The other day I was skimming through Facebook and saw this ad:
Disciple Fast Track. I had to do a double take. Seeing this add made me stop and consider what the purpose of this program might be. I read a little bit more about it.
“Fast Track … is ideal for busy people who want to fit a comprehensive Bible study into their schedule.”
I no doubt think that the producers of this curriculum have the best intentions. In fact, it looks like it could be something that everyone would benefit from: a 24 session overview of both the Old and New Testaments. But I think the title of the series misses several crucial pieces of discipleship.

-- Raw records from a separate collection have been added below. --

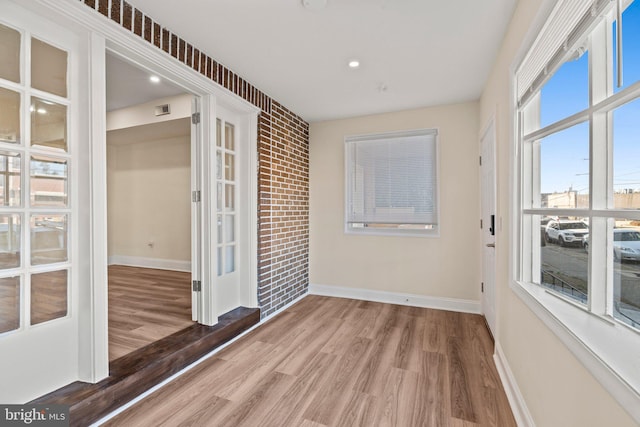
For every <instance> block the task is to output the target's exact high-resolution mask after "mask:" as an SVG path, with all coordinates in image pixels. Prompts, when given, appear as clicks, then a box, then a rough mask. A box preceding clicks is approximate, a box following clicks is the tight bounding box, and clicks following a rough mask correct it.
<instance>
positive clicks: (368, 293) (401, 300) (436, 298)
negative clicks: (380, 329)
mask: <svg viewBox="0 0 640 427" xmlns="http://www.w3.org/2000/svg"><path fill="white" fill-rule="evenodd" d="M309 293H310V294H312V295H322V296H329V297H339V298H352V299H360V300H364V301H374V302H384V303H389V304H399V305H408V306H412V307H425V308H435V309H438V310H449V311H458V312H461V313H474V314H480V313H482V310H481V306H480V301H473V300H464V299H456V298H442V297H429V296H425V295H414V294H403V293H397V292H387V291H376V290H371V289H361V288H345V287H341V286H331V285H318V284H313V283H312V284H310V285H309Z"/></svg>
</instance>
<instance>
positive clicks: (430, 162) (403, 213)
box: [345, 129, 438, 229]
mask: <svg viewBox="0 0 640 427" xmlns="http://www.w3.org/2000/svg"><path fill="white" fill-rule="evenodd" d="M436 137H437V131H436V130H434V129H426V130H416V131H407V132H396V133H387V134H378V135H362V136H351V137H347V138H346V140H345V142H346V151H347V152H346V157H347V223H348V224H351V225H353V224H359V225H360V226H363V227H367V226H371V225H375V226H376V227H383V226H384V225H388V226H396V227H397V226H402V225H408V226H409V225H431V226H433V225H436V224H437V223H438V218H437V213H438V210H437V206H436V203H437V197H436V196H437V182H436V181H437V170H436V169H437V164H436ZM424 228H431V227H422V229H424Z"/></svg>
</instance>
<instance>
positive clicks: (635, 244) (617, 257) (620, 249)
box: [613, 228, 640, 261]
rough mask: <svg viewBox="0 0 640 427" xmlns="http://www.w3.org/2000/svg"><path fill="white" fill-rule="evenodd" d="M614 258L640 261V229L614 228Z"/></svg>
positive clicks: (616, 259)
mask: <svg viewBox="0 0 640 427" xmlns="http://www.w3.org/2000/svg"><path fill="white" fill-rule="evenodd" d="M613 259H614V260H616V261H619V260H621V261H625V260H627V261H640V231H638V230H637V229H635V228H616V229H614V230H613Z"/></svg>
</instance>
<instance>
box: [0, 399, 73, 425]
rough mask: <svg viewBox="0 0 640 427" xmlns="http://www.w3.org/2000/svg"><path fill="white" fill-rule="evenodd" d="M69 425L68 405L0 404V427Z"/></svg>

Busy lives are counter-productive. You don’t need me to remind you about sabbath. Sabbath is anti-empire. Sabbath makes us acknowledge that we aren’t really in control of anything. Instead of producing curriculum to meet the needs of busy lives, why not invite people to reorient their lives into something more holistic?

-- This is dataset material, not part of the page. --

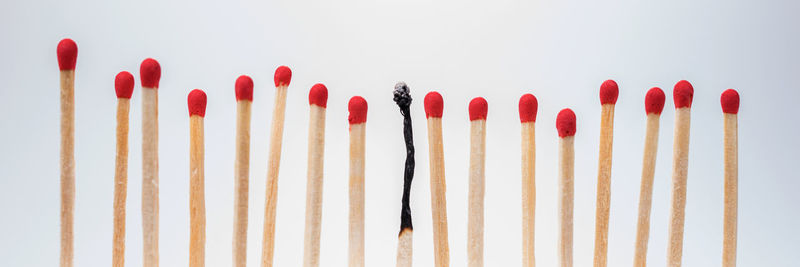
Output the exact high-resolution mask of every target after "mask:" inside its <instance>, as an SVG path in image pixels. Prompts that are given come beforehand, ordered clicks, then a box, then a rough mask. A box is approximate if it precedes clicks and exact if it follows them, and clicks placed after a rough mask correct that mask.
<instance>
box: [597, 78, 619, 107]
mask: <svg viewBox="0 0 800 267" xmlns="http://www.w3.org/2000/svg"><path fill="white" fill-rule="evenodd" d="M617 96H619V86H617V82H615V81H614V80H606V81H605V82H603V85H600V104H603V105H605V104H612V105H614V104H616V103H617Z"/></svg>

Discipleship is slow. Jesus walked around with his crew for three years. Relational bonds take an investment of time. Disciples are grown and cultivated, watered and nourished. You can’t mass produce them or assemble them in a production line.
Following Jesus is not a race. Calling it a “fast track” implies that there is competition. It implies that there is a slow track where all the losers end up. Arriving at the disciple finish line first means you win.
We don’t ever finish our participation in Christ. We never stop growing into the reality of what it means to be in Christ, guided by the Spirit, living lives of love to the glory of God. We don’t follow Jesus on a race track and there is not a faster lane. It is a journey, it has scenic views and side trails. Going faster doesn’t get you to the destination more quickly.
It’s clear you don’t like the title. Your implications are negative in nature. It is also important to meet people where they are on their discipleship journey to help them grow. That includes helping them make a level of commitment to study they can accomplish. It’s not that your bullet points are wrong; it’s that you are making those points at the expense of a program of study that can help people in their faith growth.
Thanks for the comment Jerry. As I said in the post, I don’t doubt that the curriculum is helpful. I just think the title could mislead people in how they think about discipleship.